В этой связи стоит упомянуть о двух книгах, которые вышли в то время, когда я писал «Структуру». Одна из них – книга Поланьи «Личностное знание» [228] , другая – книга Туллина «Предвидение и понимание». Что касается «Личностного знания», я посмотрел на эту книгу и сказал: «Я не должен читать ее». В противном случае мне пришлось бы возвратиться к исходным принципам и начать все снова, а я не хотел это делать. То же самое я решил относительно «Предвидения и понимания», хотя думаю, мог бы посмотреть на нее повнимательнее. Позднее, когда попытался прочитать «Личностное знание», я обнаружил, что книга мне не нравится. Я никогда не доверял статистике: мне кажется, она способна толкнуть на ошибочный путь. Впоследствии я прочитал также книгу Туллина [229] и понял, почему Туллин мог бы обидеться на меня за то, что я воспользовался его идеями, но не думаю, что он обижался. По крайней мере он никогда об этом не говорил. Туллин был одним из тех, с кем я встречался, будучи в Англии, где состоял в Научном обществе. У нас установились хорошие отношения, он даже показывал мне окрестности Оксфорда, но, в общем, близки мы не были. С тех пор как он переехал в Штаты, мы с ним почти не встречались.
A. Б а л т а с: А что можно сказать о коллегах в Беркли?
Т. К у н: Могу сказать лишь одно: здесь было много симпатичных людей, но в основном не на философском факультете. Человеком, оказавшим на меня чрезвычайно большое влияние, был Стэнли Кэвел. Беседы с ним многому научили меня, ободряли, по-новому осветили для меня мои проблемы и, в общем, дали мне очень много.
B. К и н д и: Где вы с ним познакомились?
Т. К у н: Он также был членом Научного общества. Я познакомился с ним еще до того, как он и я переехали в Беркли. Научное общество весной устраивало вечеринку, а он только что вернулся из Европы и присутствовал на этой вечеринке.
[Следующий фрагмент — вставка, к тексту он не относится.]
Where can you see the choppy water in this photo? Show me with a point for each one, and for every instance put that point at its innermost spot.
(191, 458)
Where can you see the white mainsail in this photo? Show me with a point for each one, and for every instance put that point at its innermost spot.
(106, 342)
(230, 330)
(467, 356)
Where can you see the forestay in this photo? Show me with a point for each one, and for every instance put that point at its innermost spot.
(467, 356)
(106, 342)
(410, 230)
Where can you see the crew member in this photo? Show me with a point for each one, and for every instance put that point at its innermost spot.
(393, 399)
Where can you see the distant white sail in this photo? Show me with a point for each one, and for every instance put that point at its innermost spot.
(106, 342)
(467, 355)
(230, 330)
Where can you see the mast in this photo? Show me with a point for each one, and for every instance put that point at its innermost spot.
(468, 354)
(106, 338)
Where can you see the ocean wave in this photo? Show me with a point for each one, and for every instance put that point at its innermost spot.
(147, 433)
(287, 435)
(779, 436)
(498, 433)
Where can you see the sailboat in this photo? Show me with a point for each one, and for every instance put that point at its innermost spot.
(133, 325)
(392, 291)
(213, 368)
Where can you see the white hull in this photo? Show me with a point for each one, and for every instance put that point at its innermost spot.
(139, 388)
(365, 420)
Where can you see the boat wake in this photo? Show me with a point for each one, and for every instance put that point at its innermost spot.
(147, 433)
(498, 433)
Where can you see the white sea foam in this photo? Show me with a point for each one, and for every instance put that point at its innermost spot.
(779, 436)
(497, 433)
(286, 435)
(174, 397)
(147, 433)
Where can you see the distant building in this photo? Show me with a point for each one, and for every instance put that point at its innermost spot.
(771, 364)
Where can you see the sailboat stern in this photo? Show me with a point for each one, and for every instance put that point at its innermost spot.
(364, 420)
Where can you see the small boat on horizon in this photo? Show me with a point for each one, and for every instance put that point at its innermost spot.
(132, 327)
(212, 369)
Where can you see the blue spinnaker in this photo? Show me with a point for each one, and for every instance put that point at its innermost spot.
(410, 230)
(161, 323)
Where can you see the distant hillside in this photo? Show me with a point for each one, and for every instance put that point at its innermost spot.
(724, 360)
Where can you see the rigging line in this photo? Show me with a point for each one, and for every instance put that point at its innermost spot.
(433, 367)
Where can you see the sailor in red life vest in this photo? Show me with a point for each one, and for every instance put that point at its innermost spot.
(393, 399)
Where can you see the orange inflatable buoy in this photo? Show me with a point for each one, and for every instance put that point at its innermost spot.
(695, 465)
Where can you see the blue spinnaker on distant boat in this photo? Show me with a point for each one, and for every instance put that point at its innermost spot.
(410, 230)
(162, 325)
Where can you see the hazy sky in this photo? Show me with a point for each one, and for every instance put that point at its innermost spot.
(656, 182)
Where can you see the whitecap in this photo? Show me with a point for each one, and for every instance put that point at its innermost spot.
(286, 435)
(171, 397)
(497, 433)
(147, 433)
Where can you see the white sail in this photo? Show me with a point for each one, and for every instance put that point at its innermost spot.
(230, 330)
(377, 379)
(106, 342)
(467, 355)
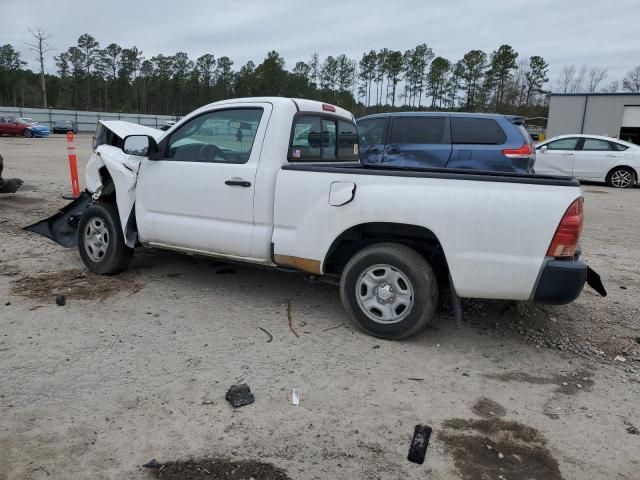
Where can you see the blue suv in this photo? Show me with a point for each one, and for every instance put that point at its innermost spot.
(470, 141)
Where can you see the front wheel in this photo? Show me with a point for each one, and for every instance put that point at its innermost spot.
(621, 178)
(389, 290)
(101, 241)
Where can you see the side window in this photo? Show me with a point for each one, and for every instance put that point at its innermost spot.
(372, 131)
(563, 144)
(347, 141)
(618, 147)
(224, 136)
(476, 131)
(318, 138)
(594, 145)
(329, 140)
(421, 130)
Там мы и познакомились. Однако до переезда в Беркли я его почти не знал. Только здесь между нами установились очень теплые и плодотворные отношения. Мы оба были в Кембридже, но с тех пор я его не видел, о чем весьма сожалею.
В. К и н д и: Был ли там Фейерабенд?
Т. К у н: Да, Фейерабенд был здесь. Он приехал позже меня. Мои воспоминания не столь точны, как хотелось бы. Кажется, я помню разговор с Фейерабендом. Он сидел за своим столом, а я стоял в дверях его кабинета, который показался мне очень тесным. Мне подумалось, что я вполне мог бы соорудить себе такой же. Я начал рассказывать ему о своих идеях и употребил слово несоизмеримость. «Вы тоже пользуетесь этим словом!» – воскликнул он и рассказал мне о некоторых материалах, над которыми работал. «Структура» вышла в том же году, когда появилась его большая статья в «Миннесотских исследованиях». Мы говорили о чем-то, и как оказалось, об одном и том же. Неразбериха в моей голове была больше, чем у него. Я все связывал с языком и с изменением языка ассоциировал изменение ценностей. Конечно, ценности усваиваются вместе с языком, поэтому здесь не было большой ошибки, но затрудняло понимание… Я мало знал о значении, поэтому твердо держался за сдвиг гештальта. Мне казалось, что я говорил в «Структуре» об изменении значений терминов, но когда недавно попытался найти соответствующие отрывки, то удивился тому, как мало я там сказал об этом.